Like a lot of musicians who tour for a living, Tim Nordwind says he doesn’t get to do much sightseeing when he comes to a state to do a show.

But Nordwind — bassist for the power-pop band OK Go — makes it a point to seek out good local food wherever he goes. And he says he’ll continue that this weekend, when OK Go is one of the headliners at the KahBang Music Festival on Bangor’s waterfront.

“We’re definitely foodies. We always try to seek out the best local food,” Nordwind said. “So we’ll be looking for lobster. In Alabama and Texas, we’ve had some great barbecued ribs. We always give somebody the mission of researching the best local places for us to eat.”

OK Go will be performing Saturday night, just before up-and-coming rapper B.o.B. (Bobby Ray Simmons) closes the festival. On the first night of the festival, Friday, hip-hop legend Biz Markie will be the headliner with a 10 p.m. show.

In all, some 30 local, regional and national acts will grace three stages in a field setting along Bangor’s riverfront, just off Main Street. The music festival is part of the larger KahBang Festival, which began Aug. 6 and includes art events and film screenings at various venues around Bangor.

The second annual event was conceived by a group of arts-minded Bangor residents, all in their 20s. The goal, said KahBang communication director Chris Michaud, is to “throw an amazing national-caliber entertainment event in our hometown.”

“It is our goal to evolve KahBang into the South by Southwest of the Northeast,” said Michaud, referring to the nationally-known arts and music festival held annually in Austin, Texas. “A destination festival for artists, industry insiders, filmmakers, musicians and fans alike set against the backdrop of a beautiful Maine summer in Bangor’s intimate and accessible environment.”

The festival’s line-up is eclectic, to say the least. Biz Markie is an old-school hip-hop legend who was helping to steer the genre into the mainstream in the mid-1980s. B.o.B is a hip-hop artist on the rise, and OK Go is all about power-pop and rock.

The guys in OK Go were heavily influenced by punk rock and Brit pop, as well as classic rock.

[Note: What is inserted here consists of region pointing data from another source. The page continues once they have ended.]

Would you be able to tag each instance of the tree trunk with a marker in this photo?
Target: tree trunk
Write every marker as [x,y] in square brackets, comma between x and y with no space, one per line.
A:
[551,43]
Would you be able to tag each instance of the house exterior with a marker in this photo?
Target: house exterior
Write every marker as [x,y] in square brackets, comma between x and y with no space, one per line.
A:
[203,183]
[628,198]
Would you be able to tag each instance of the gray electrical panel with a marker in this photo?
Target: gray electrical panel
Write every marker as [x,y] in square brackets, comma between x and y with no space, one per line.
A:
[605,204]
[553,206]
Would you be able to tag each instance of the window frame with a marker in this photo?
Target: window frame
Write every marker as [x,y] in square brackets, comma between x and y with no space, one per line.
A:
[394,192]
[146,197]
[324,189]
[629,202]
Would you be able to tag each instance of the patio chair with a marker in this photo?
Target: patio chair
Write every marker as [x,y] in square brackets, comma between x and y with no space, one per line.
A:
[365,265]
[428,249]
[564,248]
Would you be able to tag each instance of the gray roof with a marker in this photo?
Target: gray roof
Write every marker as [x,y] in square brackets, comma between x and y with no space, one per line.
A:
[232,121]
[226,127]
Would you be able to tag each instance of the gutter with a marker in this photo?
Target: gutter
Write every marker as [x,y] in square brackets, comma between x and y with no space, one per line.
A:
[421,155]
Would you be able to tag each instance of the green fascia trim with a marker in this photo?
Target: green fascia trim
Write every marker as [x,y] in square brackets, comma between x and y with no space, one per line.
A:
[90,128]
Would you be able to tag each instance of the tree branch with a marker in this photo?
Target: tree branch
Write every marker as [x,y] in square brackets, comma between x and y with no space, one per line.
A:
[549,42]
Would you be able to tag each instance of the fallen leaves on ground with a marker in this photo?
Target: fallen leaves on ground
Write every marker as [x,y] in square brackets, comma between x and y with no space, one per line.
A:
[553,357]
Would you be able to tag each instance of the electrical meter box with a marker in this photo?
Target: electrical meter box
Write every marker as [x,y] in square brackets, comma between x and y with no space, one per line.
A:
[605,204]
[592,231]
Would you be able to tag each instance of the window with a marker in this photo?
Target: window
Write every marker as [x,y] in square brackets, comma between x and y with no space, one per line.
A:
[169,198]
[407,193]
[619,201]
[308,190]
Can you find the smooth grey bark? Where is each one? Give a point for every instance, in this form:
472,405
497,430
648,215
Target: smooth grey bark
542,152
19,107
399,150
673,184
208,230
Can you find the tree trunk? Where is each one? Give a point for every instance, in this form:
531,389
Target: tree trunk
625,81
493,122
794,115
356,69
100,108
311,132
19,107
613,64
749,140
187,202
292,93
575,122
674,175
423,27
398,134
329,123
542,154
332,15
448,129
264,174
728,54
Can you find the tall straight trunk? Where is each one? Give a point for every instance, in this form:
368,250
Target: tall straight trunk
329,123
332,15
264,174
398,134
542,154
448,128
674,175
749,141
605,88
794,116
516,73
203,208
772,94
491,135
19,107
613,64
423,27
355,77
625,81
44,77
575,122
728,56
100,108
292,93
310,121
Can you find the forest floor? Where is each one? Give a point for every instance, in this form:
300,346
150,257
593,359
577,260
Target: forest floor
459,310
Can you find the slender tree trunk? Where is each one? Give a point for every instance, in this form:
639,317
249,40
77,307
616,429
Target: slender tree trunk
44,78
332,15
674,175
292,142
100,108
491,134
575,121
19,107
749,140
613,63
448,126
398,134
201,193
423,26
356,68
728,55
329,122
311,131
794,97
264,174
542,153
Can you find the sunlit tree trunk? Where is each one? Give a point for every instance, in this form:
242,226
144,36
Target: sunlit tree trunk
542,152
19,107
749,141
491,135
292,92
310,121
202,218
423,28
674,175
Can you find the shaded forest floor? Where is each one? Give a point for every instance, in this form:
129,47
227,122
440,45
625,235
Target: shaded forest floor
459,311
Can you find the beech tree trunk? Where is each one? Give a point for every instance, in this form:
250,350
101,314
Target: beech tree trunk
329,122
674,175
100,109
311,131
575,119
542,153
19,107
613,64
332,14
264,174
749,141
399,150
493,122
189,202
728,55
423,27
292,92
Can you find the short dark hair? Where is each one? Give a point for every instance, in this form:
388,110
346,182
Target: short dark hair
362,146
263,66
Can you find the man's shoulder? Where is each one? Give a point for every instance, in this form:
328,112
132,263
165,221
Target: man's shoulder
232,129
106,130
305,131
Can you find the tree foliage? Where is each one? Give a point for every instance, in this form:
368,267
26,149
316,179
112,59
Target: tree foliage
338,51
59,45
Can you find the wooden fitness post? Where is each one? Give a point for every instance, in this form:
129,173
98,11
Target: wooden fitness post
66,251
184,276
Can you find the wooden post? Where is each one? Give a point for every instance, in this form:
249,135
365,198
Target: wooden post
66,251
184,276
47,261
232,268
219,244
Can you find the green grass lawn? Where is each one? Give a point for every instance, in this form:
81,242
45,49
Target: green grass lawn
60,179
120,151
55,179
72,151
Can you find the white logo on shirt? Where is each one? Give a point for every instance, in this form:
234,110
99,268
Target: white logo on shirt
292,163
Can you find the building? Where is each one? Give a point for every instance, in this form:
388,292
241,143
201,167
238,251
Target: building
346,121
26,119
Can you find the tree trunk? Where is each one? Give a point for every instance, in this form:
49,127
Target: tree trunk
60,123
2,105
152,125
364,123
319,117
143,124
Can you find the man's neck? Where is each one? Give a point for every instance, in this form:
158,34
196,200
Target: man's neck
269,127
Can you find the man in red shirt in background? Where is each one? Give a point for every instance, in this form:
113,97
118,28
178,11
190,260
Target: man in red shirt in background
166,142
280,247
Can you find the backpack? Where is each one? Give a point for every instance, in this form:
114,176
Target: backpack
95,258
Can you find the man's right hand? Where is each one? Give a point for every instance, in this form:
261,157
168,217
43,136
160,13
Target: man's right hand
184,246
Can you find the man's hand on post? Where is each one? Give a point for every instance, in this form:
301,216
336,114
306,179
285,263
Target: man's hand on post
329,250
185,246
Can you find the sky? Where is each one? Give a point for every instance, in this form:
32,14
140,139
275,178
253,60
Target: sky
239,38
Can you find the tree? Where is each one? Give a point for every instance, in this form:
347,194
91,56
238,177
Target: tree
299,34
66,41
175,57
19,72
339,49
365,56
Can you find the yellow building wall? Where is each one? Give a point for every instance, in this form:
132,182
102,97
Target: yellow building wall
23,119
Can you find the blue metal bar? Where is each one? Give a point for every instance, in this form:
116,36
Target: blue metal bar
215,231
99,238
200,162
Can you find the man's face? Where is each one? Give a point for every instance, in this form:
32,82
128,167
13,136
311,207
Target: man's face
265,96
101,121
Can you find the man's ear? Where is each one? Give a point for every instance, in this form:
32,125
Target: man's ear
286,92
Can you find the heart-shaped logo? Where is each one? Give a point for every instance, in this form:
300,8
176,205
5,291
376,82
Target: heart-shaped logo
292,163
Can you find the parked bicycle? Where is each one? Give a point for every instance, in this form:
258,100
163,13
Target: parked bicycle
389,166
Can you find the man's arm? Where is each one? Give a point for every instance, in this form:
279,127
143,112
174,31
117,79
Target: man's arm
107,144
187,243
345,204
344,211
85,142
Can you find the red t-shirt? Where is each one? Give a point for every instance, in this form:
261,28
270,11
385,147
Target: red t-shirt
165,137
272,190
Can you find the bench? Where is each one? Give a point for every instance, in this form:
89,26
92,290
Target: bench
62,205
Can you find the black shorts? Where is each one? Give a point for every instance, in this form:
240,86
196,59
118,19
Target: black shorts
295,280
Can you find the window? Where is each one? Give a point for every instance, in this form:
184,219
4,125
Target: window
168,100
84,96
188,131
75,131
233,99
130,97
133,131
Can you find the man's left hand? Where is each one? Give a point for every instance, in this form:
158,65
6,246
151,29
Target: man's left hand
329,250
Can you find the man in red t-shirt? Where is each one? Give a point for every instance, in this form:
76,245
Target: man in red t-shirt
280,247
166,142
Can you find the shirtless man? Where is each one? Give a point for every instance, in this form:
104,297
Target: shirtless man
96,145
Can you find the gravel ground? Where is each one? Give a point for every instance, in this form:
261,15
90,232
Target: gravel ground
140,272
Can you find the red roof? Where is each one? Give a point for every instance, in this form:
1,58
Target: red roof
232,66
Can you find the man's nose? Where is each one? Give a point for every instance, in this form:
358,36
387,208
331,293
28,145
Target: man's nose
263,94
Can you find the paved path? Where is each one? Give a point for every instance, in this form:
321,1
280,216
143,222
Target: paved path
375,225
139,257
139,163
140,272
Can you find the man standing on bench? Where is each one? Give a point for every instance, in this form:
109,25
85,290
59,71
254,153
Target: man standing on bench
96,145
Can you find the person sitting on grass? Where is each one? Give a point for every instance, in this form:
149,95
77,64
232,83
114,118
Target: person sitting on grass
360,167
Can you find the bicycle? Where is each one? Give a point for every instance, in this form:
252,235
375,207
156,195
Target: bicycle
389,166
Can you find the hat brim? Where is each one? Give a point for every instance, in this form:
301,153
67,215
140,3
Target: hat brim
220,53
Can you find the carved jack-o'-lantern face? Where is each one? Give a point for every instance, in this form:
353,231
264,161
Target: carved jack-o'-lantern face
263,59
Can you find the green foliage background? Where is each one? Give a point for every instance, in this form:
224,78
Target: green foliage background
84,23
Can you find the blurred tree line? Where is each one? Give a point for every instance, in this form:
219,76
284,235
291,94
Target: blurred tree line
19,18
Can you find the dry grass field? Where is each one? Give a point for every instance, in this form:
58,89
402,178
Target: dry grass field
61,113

And although there is no audible hint of hip-hop in their music, Nordwind calls Markie “a childhood hero of mine.”

“My musical tastes were all over the map as a kid, and I always liked him. In fact, we just saw him DJ in New York,” said Nordwind, 34, who grew up in Kalamazoo, Mich.

Nordwind and his bandmates appreciate the skills of a DJ, being technically adept themselves. They’ve won critical raves and awards for their videos, which they make themselves, and they sell a lot of their music to video game companies.

The latter is more about finding ways to get their music to more ears than about a love of video games.

“MTV doesn’t play music and radio is dying, so this is an alternative way to get our music out there,” said Nordwind. “A lot more kids play video games than watch MTV or listen to the radio.”

On both days of the festival, music will begin around 2 p.m. and last until around 11 p.m. But after the outdoor music stops, there will be more live music at a half-dozen Bangor venues under the heading “[email protected]

Those venues include Paddy Murphy’s, Ipanema Bar & Grill, Luna, Sea Dog Brewing Co. and Thai Lounge. Some require tickets, others are free.

“Everything we do is for the betterment of the show, and by proxy, the betterment of the Bangor cultural, creative and traditional economies,” said Michaud.